Blue-tailed Bee-eaters kept watch from wires above the fields.
This Philippine Blue-flycatcher wasn’t shy at all – it entertained us with a song, providing a close-up view.
Back in a forest canyon just outside of town, we spent a good deal of time tracking-down this Northern Indigo-banded Kingfisher. This shy little bird likes to perch on rocks just above bits of still water, where it hunts for small fish.
After this, it was time to head back to Manila, the airport and eventually home. This trip was quick but rewarding. I learned so much not only about the birds of the Philippines, but the land, the people and the culture. Nick and I spent a lot of time talking about all sorts of subjects. He has a passion for what he does, and an almost magical ability to pick-out the subtlest signs of a bird nearby. Often I was almost bewildered as he pointed to a shadowy spot high in the canopy “There’s the bird, on that branch behind the leaves”. I felt like a novice in comparison, as it sometimes took me too long to follow along. But sure enough, the bird was inevitably there. Nick has also put in a lot of time and effort toward saving some of the Philippines most endangered species, like the Sulu Hornbill. Only about 50 of these birds remain in the dwindling forests of the remote southern island of Tawi Tawi. Nick is working hard to help install nesting boxes high on the trunks of the remaining trees. It’s difficult and laborious work, but necessary if there is to be a future for this fragile species.
In total, I saw 80 new species, and was able to photograph about 50 of them. The photography slowed-down the birding a bit, as I often needed time to linger on a subject, rather than running to the next location and racking-up sightings or “ticks”. For a more complete list of sightings and photos, you can see my eBird profile here. Just click through the links to see more photographs and checklists.

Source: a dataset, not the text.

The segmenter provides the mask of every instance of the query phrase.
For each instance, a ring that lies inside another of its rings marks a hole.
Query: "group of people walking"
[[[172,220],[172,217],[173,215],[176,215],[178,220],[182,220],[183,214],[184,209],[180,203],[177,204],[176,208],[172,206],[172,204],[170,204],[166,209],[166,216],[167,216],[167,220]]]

I hope to return to the Philippines and explore other habitats and additional islands. These birds face so many pressures, from expanding human presence to climatic changes and more. Most people go about their days unaware of these fascinating colorful companions sharing the landscape with us. Yet, they are there, coping with the world we leave for them, and doing their best to survive alongside us. I hope that simply by raising awareness of their presence in a blog post like this, I can make a small contribution toward helping their future survival.